For the first time in 210 regular season games, the New York Giants starting quarterback will not be Eli Manning. What that means, is for the first time in PFF history, we will grade a quarterback other than No. 10 for the Giants on Sunday.
He’s been the Giants' starting quarterback that long.
THE BEGINNING
Eli Manning began his career poorly – nearly driven out of New York for his play. His first season in which PFF has data on, 2006, he finished with a mediocre overall grade of just 68.1, but that's when things started turning around.
Manning began making his own name for himself with big plays down the field, no more evident than his improved passer rating on deep passes. During the 2007 and 2008 seasons, Manning finished with a 56.5 (22nd) and 58.3 (27th) passer rating on throws targeted 20 or more yards downfield, respectively. In the following years however, he gave the New York faithful some excitement, hitting marks of 104.9, 99.5 and 103.2 on deep throw passer ratings in 2009, 2010 and 2011, respectively, each a top-7 mark in the NFL.
Manning's continued development saw him win a Super Bowl in 2008, and culminated with a career-performance in the second of his Super Bowl victories, over the Patriots (again) in Super Bowl 46.
Manning had far and away the best season of his NFL career in 2011. Quarterback play tends to fluctuate under pressure, and in 2011, Manning was under an incredible amount (39.1 percent, third-most). Despite that, he delivered a 71.6 adjusted completion percentage (accounts for drops, throwaways, etc.), a whole 3.0 percent higher than the next quarterback when factoring in the playoffs.
Manning finished the 2011 season with an elite overall grade of 91.9, and to this date, the second-highest graded game in a Super Bowl in PFF's history. He followed that up with an 88.4 overall in 2012, marking four years in a row with a grade over 82.6, and five of six years with a grade north of 80.0 overall to sustain his place among the top quarterbacks in the game.
THE MCADOO YEARS
2014 brought current head coach Ben McAdoo’s offensive system to New York, a system that didn’t necessarily fit Manning's high variance style, and rather schemed separation, open on slants and quick outs primarily to get talented receivers like Odell Beckham Jr. the ball in space.
After charting every throw for ball location in 2016, PFF discovered that Manning targeted receivers with two or more yards of separation at the highest rate (53.5 percent) in the NFL. He put the ball on the receiver’s frame only 60.6 percent of the time, the third-worst rate of any quarterback in the NFL.

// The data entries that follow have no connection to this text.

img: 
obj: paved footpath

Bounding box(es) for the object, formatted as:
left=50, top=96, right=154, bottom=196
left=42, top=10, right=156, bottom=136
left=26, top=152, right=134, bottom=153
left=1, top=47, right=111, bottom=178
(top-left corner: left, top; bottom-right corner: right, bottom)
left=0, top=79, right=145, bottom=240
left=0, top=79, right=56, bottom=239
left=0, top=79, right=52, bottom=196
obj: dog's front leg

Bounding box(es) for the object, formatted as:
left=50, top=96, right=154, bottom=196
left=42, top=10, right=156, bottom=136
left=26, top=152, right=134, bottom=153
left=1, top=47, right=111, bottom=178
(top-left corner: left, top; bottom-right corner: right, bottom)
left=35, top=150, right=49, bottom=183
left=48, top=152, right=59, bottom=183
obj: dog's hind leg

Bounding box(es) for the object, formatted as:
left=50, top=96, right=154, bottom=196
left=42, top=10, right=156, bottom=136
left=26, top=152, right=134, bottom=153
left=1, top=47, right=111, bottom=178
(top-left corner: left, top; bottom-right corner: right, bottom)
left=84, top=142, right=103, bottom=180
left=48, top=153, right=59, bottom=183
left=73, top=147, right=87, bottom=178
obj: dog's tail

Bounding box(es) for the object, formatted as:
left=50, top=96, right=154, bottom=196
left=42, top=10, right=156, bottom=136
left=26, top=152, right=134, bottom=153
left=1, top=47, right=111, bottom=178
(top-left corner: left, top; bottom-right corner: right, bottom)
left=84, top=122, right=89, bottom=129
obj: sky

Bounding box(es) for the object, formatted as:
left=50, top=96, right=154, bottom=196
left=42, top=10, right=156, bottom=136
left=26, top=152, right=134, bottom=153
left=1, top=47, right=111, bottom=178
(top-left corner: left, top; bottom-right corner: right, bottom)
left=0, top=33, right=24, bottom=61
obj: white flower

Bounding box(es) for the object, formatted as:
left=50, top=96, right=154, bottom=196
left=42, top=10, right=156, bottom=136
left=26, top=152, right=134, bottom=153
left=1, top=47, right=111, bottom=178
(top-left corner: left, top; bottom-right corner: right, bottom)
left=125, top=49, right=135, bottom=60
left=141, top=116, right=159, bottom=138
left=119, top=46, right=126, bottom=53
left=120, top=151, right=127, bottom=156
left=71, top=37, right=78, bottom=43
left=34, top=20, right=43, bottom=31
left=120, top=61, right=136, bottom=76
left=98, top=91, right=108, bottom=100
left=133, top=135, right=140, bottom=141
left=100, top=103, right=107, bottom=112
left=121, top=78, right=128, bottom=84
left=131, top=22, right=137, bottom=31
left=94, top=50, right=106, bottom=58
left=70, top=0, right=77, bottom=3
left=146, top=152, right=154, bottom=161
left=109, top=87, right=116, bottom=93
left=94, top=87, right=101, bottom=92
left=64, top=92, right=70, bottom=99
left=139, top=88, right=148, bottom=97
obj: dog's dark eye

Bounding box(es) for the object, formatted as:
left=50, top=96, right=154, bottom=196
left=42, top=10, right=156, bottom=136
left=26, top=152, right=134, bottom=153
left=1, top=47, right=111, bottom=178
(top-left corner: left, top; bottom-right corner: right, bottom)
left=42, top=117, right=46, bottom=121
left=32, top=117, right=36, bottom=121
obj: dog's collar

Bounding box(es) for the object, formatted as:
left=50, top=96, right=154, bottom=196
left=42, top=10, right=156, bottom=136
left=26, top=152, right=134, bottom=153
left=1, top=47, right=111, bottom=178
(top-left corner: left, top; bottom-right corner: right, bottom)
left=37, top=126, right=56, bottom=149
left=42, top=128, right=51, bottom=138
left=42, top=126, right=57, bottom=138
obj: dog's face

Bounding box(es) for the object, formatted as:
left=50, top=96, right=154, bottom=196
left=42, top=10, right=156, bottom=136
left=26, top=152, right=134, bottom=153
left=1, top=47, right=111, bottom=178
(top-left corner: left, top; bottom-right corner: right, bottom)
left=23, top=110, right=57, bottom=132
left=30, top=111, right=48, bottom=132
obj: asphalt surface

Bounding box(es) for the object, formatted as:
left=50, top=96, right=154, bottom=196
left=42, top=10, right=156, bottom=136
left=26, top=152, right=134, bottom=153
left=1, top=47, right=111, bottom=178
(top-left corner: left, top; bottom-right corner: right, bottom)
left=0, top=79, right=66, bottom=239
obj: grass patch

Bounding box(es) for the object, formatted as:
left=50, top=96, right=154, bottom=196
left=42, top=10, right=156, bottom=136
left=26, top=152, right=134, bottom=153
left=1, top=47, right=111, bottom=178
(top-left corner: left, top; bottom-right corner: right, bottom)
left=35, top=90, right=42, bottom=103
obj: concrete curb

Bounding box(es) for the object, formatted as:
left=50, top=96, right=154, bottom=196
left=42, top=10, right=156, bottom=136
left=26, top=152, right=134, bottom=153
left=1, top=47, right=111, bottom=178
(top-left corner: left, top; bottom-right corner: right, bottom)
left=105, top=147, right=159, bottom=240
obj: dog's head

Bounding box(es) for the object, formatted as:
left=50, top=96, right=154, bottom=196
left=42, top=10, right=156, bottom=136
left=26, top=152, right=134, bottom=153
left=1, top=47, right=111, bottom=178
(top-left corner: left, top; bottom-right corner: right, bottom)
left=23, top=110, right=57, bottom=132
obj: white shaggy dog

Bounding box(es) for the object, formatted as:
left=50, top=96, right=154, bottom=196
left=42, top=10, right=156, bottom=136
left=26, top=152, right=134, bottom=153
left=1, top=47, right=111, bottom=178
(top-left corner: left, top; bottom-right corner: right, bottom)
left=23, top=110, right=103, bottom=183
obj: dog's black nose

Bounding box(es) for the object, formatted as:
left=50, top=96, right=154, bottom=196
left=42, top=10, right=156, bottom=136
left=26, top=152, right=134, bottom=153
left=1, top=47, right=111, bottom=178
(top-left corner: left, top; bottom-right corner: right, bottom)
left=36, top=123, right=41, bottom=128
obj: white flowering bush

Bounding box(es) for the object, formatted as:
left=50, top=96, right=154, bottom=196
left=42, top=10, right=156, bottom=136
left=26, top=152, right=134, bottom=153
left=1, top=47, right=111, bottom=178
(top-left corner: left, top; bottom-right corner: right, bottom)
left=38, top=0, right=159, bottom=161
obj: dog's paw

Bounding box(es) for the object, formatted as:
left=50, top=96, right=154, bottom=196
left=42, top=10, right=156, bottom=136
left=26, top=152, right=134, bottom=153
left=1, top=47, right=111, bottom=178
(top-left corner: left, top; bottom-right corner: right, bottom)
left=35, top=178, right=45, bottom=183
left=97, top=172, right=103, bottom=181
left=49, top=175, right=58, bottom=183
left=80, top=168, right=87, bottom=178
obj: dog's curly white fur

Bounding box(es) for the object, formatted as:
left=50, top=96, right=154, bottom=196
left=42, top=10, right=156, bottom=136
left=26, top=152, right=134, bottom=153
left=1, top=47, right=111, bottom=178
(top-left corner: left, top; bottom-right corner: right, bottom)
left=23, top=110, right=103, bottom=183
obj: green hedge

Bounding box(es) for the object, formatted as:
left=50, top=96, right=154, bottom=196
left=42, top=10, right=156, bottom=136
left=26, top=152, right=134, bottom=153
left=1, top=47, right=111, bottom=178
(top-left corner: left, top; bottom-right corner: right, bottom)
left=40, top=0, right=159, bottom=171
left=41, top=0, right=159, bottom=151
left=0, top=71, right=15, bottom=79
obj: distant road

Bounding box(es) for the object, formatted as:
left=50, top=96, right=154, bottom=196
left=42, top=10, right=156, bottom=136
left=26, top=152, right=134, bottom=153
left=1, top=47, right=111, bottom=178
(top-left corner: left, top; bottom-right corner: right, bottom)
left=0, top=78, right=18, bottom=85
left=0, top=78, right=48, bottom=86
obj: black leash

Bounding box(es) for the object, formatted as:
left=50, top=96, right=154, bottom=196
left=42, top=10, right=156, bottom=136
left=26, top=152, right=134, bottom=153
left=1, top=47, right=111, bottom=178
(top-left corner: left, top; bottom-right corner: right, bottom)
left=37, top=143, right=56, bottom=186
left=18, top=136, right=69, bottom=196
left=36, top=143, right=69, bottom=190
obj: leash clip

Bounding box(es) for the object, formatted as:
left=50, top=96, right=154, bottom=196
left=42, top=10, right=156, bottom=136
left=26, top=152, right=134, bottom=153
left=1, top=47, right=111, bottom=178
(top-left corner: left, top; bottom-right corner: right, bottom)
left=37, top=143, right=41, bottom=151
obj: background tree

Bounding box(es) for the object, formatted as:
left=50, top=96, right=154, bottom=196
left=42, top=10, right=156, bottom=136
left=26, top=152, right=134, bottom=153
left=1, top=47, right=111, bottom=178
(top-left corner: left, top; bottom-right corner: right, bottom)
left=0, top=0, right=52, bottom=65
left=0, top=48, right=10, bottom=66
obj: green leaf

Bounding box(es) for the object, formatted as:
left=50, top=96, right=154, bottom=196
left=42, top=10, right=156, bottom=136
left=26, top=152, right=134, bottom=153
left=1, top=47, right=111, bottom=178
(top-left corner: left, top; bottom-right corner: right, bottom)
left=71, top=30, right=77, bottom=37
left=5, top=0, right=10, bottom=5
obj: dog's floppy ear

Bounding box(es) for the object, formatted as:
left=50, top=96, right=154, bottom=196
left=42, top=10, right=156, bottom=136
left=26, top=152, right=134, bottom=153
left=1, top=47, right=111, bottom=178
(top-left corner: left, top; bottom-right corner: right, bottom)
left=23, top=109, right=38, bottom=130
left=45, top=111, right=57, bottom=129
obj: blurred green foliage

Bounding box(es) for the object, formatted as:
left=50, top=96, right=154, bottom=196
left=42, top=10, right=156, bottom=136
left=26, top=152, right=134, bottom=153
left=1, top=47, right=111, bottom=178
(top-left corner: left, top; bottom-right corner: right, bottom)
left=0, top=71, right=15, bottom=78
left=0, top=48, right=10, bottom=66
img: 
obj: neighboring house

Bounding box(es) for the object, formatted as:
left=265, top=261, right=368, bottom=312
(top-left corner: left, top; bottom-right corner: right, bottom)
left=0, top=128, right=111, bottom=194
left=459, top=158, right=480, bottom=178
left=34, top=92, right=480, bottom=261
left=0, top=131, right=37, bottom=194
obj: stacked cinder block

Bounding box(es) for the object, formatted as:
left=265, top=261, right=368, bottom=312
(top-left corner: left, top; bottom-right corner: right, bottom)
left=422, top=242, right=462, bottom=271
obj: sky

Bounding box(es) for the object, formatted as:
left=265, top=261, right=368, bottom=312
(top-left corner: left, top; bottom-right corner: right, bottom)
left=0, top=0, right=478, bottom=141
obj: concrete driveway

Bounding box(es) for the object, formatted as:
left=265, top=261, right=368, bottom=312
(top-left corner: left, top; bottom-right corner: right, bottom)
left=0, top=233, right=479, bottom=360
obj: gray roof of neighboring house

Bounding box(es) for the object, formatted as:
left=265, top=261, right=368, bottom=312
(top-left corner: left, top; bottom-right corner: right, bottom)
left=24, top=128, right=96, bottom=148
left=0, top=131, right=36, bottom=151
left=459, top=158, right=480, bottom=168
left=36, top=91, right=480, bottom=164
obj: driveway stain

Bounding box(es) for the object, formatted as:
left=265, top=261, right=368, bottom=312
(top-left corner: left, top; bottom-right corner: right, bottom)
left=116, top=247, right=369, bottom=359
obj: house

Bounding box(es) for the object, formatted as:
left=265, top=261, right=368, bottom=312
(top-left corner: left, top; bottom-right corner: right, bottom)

For all the great plays Manning made, there were plenty of turnover-worthy plays Giants fans know all too well about (plays that should have been intercepted, fumbles recovered by the offense, PFF penalizes the QB regardless of the outcome). In 2014, 4.17 percent of his snaps resulted in such plays (28th in the NFL), in 2015 he ranked 32nd, and in 2016 that dropped to 34th.
While Manning showed stretches of elite quarterback play at times, he was never able to sustain that level of play and was ultimately just not accurate enough. Never in his career did he rank higher than 13th in adjusted completion percentage.
A big reason his grades dipped after the peak season of 2011, were because he was seemingly better suited for the low percentage, vertical Kevin Gilbride system than McAdoo’s. His strength was making Big Time Throws, not with consistency on short passes, in turn keeping the ball out of harms way.
THE FINAL WORD
There are plenty of off-field reasons that deservedly give Eli Manning his reputation, but when looking at his work on the field, his 2011 season may go down as the greatest year of sustained play in the face of pressure that PFF has ever seen. Most importantly, he was a quarterback who delivered in the biggest moments of his career.
Those plays are what he’ll be remembered for, not necessarily the other 14,000 snaps.